The “two staged” resection entails resection of the liver in two phases with a time interval to allow regeneration of the resected liver before the second resection is undertaken [35].

Chemotherapy

During the past 15 years, sequential advances in chemotherapy after surgical resection (adjuvant chemotherapy) have had a clear and substantial benefit, with the 4-year rate of overall survival approaching 80% [36].

The use of adjuvant fluorouracil-based chemotherapy in patients with Dukes stage III colon cancer is thought to be standard care, but is not routinely recommended in stage II colon cancer [37]. The prospects for a higher rate of cure in patients with locally advanced colorectal cancer are extremely promising, given the emerging evidence that supports therapeutic targeting of growth factors, growth-factor receptors and down-stream pathways [36]. Both bevacuzimab, a vascular endothelial growth factor antibody, and cetuximab, an endothelial growth factor-receptor antibody, have demonstrated benefit in advanced colorectal cancer [38, 39]. Oral fluoropyrimidine capecitabine has an improved safety profile and is at least as effective [40].

Palliative treatment for patients with metastatic colorectal cancer aims to improve survival and quality of life and major progress has been made by treatment regimens with new cytotoxic drugs such as irinotecan or oxaliplatin. Now the median overall survival for metastatic colon cancer has been doubled from 10 to 20 months [41].

The present state of generic therapy based on disease stage and histologic site of origin must give way to molecularly guided, personalized therapies, shifting the risk-benefit ratio of chemotherapeutic intervention towards a clear individualized patient benefit [36].

Follow-up

The main objective of follow-up after curative resection is improvement of survival but psychological support can be given as well. Meta-analyses showed a significant improvement in survival after intense compared with routine follow-up [42, 43]. However, how this should be done is not well defined. Colonoscopy is recommended every 3 years to detect metachronous colorectal cancer. Determination of carcinoembryonic-antigen testing every 3–6 months seems the most useful test in patients who had elevated CEA levels before tumour excision [44]. The value of other tests like abdominal ultrasound, CT scan and PET still needs to be determined [45].

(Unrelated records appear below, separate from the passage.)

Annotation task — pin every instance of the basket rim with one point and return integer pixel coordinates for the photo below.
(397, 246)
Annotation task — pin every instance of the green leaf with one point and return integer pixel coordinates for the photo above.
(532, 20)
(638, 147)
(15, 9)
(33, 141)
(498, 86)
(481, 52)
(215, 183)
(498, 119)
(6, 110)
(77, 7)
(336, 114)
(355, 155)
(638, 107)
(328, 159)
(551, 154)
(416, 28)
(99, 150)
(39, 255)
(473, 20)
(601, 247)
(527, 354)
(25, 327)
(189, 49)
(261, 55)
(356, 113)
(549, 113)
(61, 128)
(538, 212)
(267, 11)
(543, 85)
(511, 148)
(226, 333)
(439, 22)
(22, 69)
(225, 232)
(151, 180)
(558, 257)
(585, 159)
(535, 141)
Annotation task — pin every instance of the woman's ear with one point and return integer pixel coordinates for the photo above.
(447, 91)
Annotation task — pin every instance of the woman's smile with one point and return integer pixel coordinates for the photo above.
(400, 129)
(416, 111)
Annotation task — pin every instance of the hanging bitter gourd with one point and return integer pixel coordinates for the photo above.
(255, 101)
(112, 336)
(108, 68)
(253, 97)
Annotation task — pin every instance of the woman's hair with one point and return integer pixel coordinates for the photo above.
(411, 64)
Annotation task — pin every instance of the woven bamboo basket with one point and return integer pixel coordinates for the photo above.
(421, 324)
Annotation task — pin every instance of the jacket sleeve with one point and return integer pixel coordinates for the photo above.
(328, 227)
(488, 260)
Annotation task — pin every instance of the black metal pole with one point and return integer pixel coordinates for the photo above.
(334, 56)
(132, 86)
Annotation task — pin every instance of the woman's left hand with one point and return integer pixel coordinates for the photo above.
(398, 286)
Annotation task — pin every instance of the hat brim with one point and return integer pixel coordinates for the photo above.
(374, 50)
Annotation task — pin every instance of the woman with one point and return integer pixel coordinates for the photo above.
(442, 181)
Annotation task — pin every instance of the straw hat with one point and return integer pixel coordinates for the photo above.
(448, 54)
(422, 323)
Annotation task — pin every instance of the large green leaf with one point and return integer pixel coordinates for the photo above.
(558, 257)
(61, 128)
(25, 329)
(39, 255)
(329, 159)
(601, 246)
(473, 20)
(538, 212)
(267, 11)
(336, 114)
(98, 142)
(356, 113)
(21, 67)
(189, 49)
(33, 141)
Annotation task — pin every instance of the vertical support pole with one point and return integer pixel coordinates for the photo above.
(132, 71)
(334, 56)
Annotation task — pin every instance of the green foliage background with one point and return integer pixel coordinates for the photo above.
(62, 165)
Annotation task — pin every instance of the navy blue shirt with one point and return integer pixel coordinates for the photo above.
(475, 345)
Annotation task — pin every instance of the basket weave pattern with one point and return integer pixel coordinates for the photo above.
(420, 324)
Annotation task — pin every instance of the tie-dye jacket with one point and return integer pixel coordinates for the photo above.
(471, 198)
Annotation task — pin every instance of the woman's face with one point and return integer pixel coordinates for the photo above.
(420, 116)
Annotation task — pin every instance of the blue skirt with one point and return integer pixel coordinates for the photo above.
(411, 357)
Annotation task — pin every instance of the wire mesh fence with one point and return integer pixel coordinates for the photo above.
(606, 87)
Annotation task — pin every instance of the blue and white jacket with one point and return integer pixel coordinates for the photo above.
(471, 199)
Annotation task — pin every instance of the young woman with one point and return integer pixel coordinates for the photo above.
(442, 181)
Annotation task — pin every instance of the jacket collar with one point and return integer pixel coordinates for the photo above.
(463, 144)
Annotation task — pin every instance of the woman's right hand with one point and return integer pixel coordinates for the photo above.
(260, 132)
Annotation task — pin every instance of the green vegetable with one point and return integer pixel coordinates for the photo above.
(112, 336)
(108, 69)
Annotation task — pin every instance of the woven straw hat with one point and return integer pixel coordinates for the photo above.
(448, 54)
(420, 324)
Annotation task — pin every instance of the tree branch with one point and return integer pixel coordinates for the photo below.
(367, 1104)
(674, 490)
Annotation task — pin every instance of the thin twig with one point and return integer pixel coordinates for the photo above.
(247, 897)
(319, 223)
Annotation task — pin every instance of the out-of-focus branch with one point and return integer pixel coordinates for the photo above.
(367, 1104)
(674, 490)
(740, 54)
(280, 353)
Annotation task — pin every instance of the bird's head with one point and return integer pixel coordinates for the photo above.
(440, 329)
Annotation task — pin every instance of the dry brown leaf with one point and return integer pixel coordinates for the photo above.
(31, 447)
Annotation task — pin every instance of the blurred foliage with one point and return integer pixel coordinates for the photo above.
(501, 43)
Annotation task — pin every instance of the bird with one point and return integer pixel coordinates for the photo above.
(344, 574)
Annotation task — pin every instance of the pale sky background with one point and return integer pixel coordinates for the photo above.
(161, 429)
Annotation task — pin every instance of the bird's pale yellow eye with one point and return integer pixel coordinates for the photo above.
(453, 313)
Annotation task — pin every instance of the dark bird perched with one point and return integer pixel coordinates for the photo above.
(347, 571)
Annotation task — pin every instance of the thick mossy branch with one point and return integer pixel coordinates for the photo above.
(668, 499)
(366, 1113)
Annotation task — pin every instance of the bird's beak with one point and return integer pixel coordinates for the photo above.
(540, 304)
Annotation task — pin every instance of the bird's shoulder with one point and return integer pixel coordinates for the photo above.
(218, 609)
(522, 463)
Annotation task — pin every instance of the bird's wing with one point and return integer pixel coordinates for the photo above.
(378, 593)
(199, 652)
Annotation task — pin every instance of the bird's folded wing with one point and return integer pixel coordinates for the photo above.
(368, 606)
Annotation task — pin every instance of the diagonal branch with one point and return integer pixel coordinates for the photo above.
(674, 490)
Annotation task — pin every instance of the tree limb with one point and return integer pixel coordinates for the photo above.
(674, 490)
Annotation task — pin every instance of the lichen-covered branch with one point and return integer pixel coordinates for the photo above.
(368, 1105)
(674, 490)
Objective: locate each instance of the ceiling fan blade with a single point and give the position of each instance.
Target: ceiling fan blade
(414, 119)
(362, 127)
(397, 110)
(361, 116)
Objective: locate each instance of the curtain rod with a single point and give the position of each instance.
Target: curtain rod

When recurrent disease is detected at the previous site of resection, re-resection may be attempted. A selection of patients benefit from a combination of surgery, radiotherapy and/or chemotherapy. Repeat resections are performed for recurrent metastases after partial liver resection. Several series have shown survival curves after repeat resections of colorectal liver metastases, comparable to survival after first resection.

Conclusions

What do clinicians want to know from the radiologist? For population-based screening, further development of virtual colonoscopy is of great value. Preferably this is performed without bowel preparation and air-insufflation and with minimal exposure to radiation. Better imaging of flat and small adenomas and cancers should be made possible. Furthermore, molecular imaging has great potential for both depicting possible polyps and differentiating their nature (e.g. hyperplastic or adenomatous) and should be developed further.

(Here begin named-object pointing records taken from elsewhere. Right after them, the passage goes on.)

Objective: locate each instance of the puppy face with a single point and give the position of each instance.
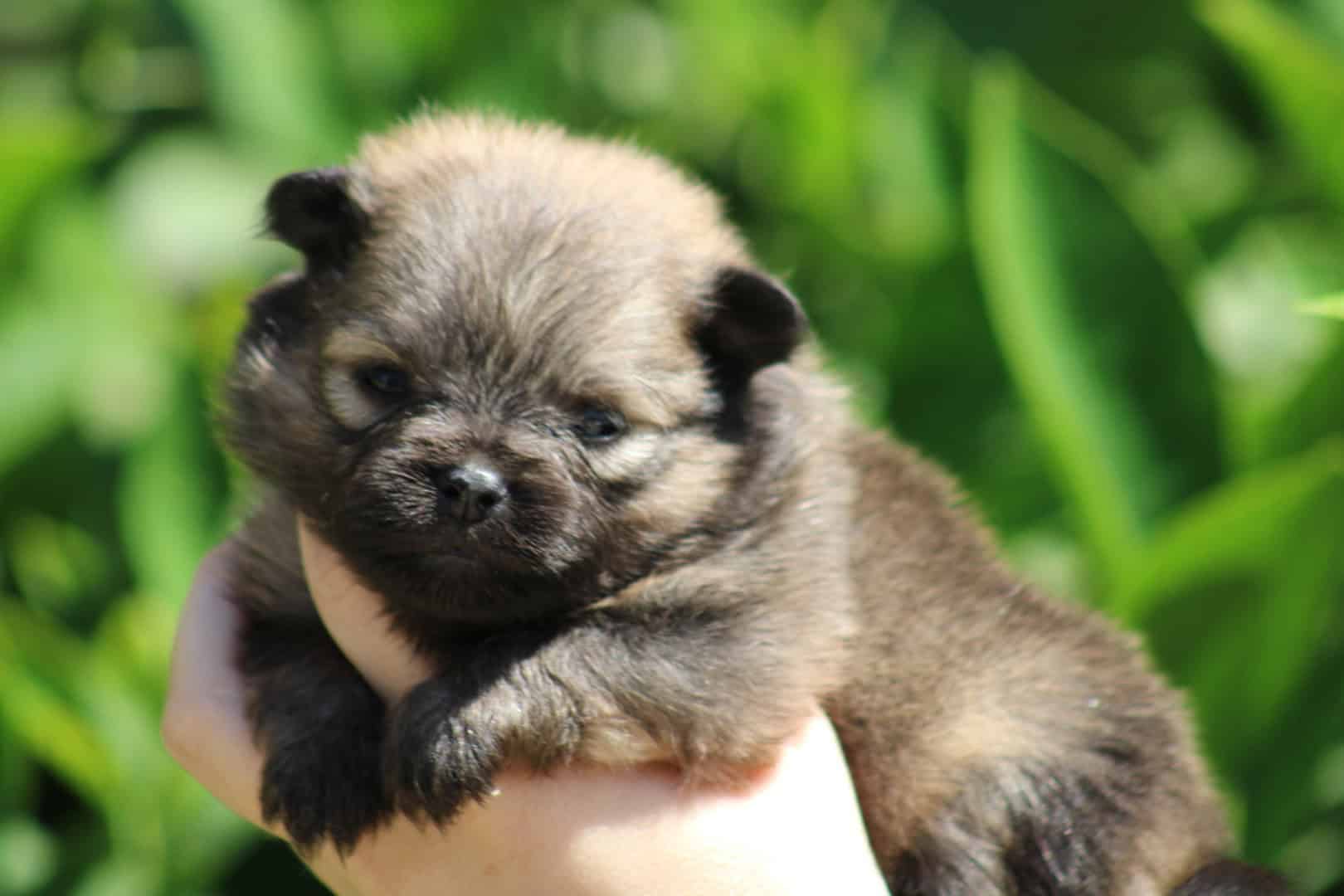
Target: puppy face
(518, 371)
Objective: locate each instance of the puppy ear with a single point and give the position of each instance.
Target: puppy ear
(275, 314)
(314, 212)
(753, 321)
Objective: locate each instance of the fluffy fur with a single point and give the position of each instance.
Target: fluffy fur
(691, 547)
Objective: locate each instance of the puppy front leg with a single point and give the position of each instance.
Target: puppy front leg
(320, 727)
(700, 691)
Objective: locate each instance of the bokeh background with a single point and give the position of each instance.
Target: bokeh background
(1058, 245)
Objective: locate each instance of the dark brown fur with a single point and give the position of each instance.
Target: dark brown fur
(683, 592)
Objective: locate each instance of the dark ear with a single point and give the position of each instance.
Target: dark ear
(753, 323)
(277, 314)
(314, 212)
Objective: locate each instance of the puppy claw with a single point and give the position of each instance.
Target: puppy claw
(436, 761)
(319, 791)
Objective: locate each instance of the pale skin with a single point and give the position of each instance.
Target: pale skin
(793, 829)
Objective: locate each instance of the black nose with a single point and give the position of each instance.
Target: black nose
(470, 492)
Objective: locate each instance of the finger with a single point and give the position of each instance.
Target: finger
(205, 724)
(353, 616)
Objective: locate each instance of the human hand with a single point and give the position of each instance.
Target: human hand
(581, 830)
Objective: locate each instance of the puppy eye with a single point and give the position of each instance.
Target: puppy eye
(600, 425)
(385, 379)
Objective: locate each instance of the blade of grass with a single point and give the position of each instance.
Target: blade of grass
(1235, 528)
(1300, 78)
(1082, 418)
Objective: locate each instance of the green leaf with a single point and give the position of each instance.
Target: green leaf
(27, 856)
(43, 719)
(1300, 78)
(168, 501)
(1328, 306)
(1231, 531)
(38, 148)
(38, 360)
(283, 105)
(1066, 303)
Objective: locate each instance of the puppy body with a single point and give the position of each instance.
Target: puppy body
(671, 543)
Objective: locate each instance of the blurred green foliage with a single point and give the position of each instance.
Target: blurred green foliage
(1060, 246)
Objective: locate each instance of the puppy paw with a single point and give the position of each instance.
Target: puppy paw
(325, 787)
(438, 757)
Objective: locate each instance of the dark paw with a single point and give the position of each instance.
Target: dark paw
(437, 758)
(325, 789)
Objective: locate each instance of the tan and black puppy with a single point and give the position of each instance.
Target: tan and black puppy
(537, 394)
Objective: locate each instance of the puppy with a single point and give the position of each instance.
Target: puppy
(538, 395)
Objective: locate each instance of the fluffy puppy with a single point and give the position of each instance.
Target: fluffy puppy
(537, 394)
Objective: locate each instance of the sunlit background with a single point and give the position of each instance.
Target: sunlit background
(1058, 245)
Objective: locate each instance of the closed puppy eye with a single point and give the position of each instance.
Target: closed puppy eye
(600, 425)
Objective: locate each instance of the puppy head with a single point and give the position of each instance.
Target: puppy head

For staging of colorectal cancer, which is the basis for therapeutic decisions, optimal imaging is necessary. The T-stage (with possible local invasion in adjacent structures or organs and/or tumour-related complications such as fistula formation or perforation), and possible lymph node metastases, hepatic metastases and pulmonary metastases should be assessed. Furthermore, the exact location in the colon should be determined and any second primary cancer or polyp be diagnosed. In the case of liver metastases, the number and location relative to the liver segments, possible involvement of major vessels (vena cava, portal vein, hepatic artery) and estimated volume of future remnant liver (when resection is planned) should be assessed.

In the follow-up after curative resection of colorectal cancer, early detection of recurrent disease, both at the site of the primary tumour and in the liver or lungs, might help to further improve survival and the value of the different imaging-modalities should be determined.